From the terrifying political dystopia of 2017, the triumphant fearlessness of “Yas Queen!” could not feel more distant. How did “Yas Queen!” die? In short, Hillary Clinton lost.
In the same way that “I’m Rick James” became unutterable after Dave Chappelle fled to Africa, its overuse suddenly a source of collective shame, “Yas Queen!” just doesn’t make sense with Hillary Clinton living in exile in the woodlands of Westchester County, New York. The phrase wasn’t invented to praise her specifically—she was only one of many “queens” upon whom we heaped love in 2016, alongside, for example, Beyoncé and Simone Biles. But “Broad City” co-creators Ilana Glazer and Abbi Jacobson were vocal Hillary supporters, and when she made a special guest appearance during the show’s third season, the destinies of “Yas Queen!” and the Clinton campaign (which began to manufacture “Yas”-centric merchandise) became inextricably tied.
One thing I still sometimes wonder about is why Glazer and Jacobson were Clinton supporters in the first place. They—like Lena Dunham, the creator of “Girls” (the seriocomic HBO version of “Broad City”), who, as a tireless campaigner, became Hillary’s most vigorous celebrity spokesperson—belonged to the wrong demographic, since on the whole, young progressive women gravitated toward Bernie Sanders, not toward Clinton. Glazer, Jacobson, and Dunham are all individuals and are entitled to their own views, but as emissaries of Millennial culture, they were, in a sense, remiss in their duties by putting forth the politics of an older generation. Some of us wrote it off as a simple difference of opinion, but their Clintonism seemed to illustrate that our relatable Millennial celebrities were, after all, not like us: they were celebrities. They didn’t need Bernie to help them out with their college debt; they were already queens.

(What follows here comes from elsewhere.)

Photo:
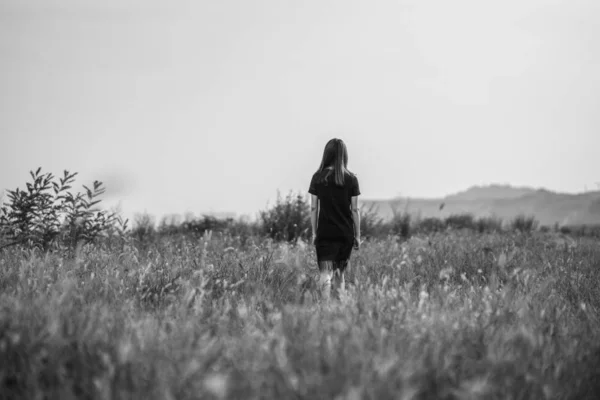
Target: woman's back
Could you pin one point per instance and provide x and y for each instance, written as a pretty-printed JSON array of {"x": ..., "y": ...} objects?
[{"x": 335, "y": 214}]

When I hear a “Yas Queen!” today, whispered from the haunted footage of pre-Trump America, I hear only complacency: who, after all, is a queen, and why, and are you sure? I see a cohort of liberals who had lost track of what really mattered, prematurely celebrating the victory of a cheerful, substance-free version of identity politics that spoke only to people cut off from the oppressive forces that afflicted the groups whose interests leftist identity politics had traditionally sought to advance. Why, again, were we all patting ourselves on the back? Because Hillary Clinton, the corporate-backed war hawk, was about to be president?
Like the Supreme Court justice Ruth Bader Ginsburg—who became a beloved liberal meme in 2014 as “The Notorious RBG” and then, slipping out of character, went on to call Colin Kaepernick “dumb and disrespectful” for peacefully protesting police brutality—Clinton ultimately showed that feel-good internet fads were not the same thing as actual politics. The only positive thing about the presidential election of 2016 may be that the liberal tide of undifferentiating good feeling has receded: none of us is queen, and we can only mumble “no, no, no,” as we wonder where we went wrong. We have a lot of material to cover.